Весна пришла... Но все равно грустное время: и эта желтая, осыпающаяся мимоза на синей скатерти, в прозрачной вазе, приткнутая к букету фиолетовых тюльпанов, и этот печальный подснежник, и остатки чая в чашке, а главное - голос в телефонной трубке, якобы безразличным тоном рассказывающий, что они поругались. Да уж, действительно! Какие сущие мелочи - столько лет дружить, лучшими и вечными друзьями считаться; потом поругаться из-за мелочи; дуться, не разговаривать, ждать, что извиниться другой. И мне об этом рассказывать. Каждый - свою точку зрения. Каждый - с надеждой на поддержку и сочувствие. Каждый - с уверенностью, что пожалею именно его. А я молчу, не зная, что ответить, понимая, что не правы оба, но не собираясь им это сообщать; рассматривая желтую мимозу в прозрачной вазе на синей скатерти и белый подснежник. На вопрос: "Что ты молчишь?" отвечая: "Я не знаю..."

Весна пришла, и я расстегиваю куртку, влезаю в драные джинсы и кеды, распускаю волосы, плету косички; теперь на улице меня окликивают, принимая за неформалку по меньшей мере, по большей же - явно ищут во мне ролевика; вот уж странно; копаюсь в косметичке сестры, ища что-то неведомое. Сегодня в метро - цветочный завал, и это замечательно, на мой хомячий взгляд. Пусть хаят восьмое марта, пусть ругают и обзывают, мне в голову приходит лишь то, что в этот день великое множество народу становится чуточку, но счастливее; женщины и девушки, со всеми эти букетами в метро, якобы уставшие и замученные: и работой, и домом, и семьей либо ее отсутствием; все они едут в метро: сидят в вагоне, прислонившись головой к спинке сидения, или стоят на эскалаторе, или ждут поезда - все с цветами и каждая - каждая! - держит свой букет с ни на что не похожей гордостью, поэффектнее его порачивая, подставляя слабым лучам электрических ламп, безмолвно хвастаясь своим соседкам: "Посмотрите же, а? Красота, господи, необыкновенная! Это мне на работе, мои милые, любимые, дорогие-хорошие (и пусть характер скверный, и исполнительности никакой, и вообще - сил порой нет), мои мужчины подарили! Нет, ну ведь надо же - сил и слов нет, как красиво. Дыхание сбивается. Ни у кого больше такого нет. И не будет, потому что я - это я. И букет у меня весь из себя под меня..." Они словно объединены маленькой, но приятной тайной или состоят в одном небольшом, но исключительно прекрасном обществе, эти женщины восьмого марта. И даже, если они весь год ругают праздник, мужчин, советчину, глупые затеи, рекламу и мимозу, восьмого марта они все равно счастливы, горды от того, что женщины. И это более, чем замечательно, на мой скромный взгляд.

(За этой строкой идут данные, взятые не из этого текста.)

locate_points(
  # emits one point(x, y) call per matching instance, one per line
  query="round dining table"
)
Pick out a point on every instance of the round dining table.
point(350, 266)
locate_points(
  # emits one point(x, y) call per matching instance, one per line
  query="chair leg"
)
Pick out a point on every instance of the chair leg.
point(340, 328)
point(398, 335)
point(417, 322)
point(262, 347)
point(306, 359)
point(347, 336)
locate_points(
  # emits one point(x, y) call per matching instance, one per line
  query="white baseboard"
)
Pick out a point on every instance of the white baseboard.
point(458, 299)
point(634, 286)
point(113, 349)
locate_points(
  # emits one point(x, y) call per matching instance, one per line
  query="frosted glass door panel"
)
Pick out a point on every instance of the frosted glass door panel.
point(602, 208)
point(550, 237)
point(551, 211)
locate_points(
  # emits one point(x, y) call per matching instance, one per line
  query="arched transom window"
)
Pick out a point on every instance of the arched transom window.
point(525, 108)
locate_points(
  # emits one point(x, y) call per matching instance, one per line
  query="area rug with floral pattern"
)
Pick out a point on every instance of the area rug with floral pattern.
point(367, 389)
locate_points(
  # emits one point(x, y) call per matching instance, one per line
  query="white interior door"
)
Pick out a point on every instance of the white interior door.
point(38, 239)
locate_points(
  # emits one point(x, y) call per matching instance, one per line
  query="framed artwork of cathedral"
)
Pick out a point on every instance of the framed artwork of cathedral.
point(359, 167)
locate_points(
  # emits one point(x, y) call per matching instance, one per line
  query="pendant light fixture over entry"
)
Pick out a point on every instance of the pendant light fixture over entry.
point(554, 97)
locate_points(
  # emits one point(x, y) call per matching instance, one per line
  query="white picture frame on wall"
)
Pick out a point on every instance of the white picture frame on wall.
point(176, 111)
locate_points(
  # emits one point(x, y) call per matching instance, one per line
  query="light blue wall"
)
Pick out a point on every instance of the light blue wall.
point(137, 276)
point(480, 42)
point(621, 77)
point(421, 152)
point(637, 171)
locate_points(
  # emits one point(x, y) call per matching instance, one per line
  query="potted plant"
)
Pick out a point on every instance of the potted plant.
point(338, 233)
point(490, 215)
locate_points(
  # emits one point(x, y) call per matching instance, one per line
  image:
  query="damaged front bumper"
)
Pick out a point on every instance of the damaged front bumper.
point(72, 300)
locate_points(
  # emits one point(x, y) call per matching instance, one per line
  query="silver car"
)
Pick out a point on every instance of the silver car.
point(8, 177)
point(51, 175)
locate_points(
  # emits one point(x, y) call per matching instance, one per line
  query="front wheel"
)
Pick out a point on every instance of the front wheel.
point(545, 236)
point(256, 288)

Весна пришла и сегодня, стоя на Большой Садовой, я объясняла женщине, как пройти на Спиридоновку. Мадам выражала исключительное счастье, что нашелся хоть кто-то, знающий эту улицу; на ее голову был наброшен ярко-красный вязаный шарф, в руках - пакеты; говорила она быстро, сбивчиво и перебить себя не давала, просила несколько раз повторить, куда идти, потому что очень рассеянная и вообще; в конце концов улыбнулась мне, сердечно поблагодарила, еще раз пожаловалась на свой трудный день и пожелала всяческих благ, любви; стандартный набор любой открытки, аудиоверсия. Сказала, что я очень милая, и это, разумеется, меня растопило, улыбку до ушей на лицо повесило и вообще, настроение подняло еще больше.

Весна пришла - в противосес дамам с цветами я ехала в метро с лопатой, отдала ее, наконец, Эльфу; поблагодарила трепетно и вежливо, отчего-то не смогла выдержать долгий взгляд, сама себе удивилась и поехала на встречу с Риком. Мы гуляем, ходим, бродим, не останавливаясь, говорим о чем-то важном и каких-то глупостях, некий субъект подозрительной наружности выпрашивает мелочь, потом делает комплименты, потом задает вопросы, я, мило улыбаясь, говорю напевая почти: "Кажется, вы искали мело-о-очь?" Он смеется, морщится, кривит губы и лицо, небритое и испитое, в улыбке, становится от этого чуть приятнее, долго еще чего-то от нас хочет, поздравляет с праздником, грозит мне пальцем, уходит, наконец, искать очередную жертву.

Потом я еду домой, слушаю плеер, прикрываю глаза и дремлю, ноги гудят приятно совершенно, лодыжка все еще болит, а в руке я держу пестрые тюльпаны; и хорошо, и весна, и грустно, и смешно, и чертовски хочется спать, и когда же они, наконец, помиряться, идиоты такие, и какой Рик замечательный, и как обидно, что я вчера линзу потеряла, и как здорово, что завтра на работу не вставать, и опять весна, и снова хорошо - а грустно... ну, это так приятно грустно. Лирически.

23:26

И они раздумали быть жуликами, а купили себе коней, научили их дышать на задние стёкла автобусов и тоже стали рисовать весёлые рожицы.
Голова болит невыносимо, но я уже привыкаю к этой боли - несколько дней длится, без перерыва; болят виски, этак поддергивают, поднывают, потом - легче, иногда - пронзает боль; я думаю об этом и понимаю, что почти привыкла.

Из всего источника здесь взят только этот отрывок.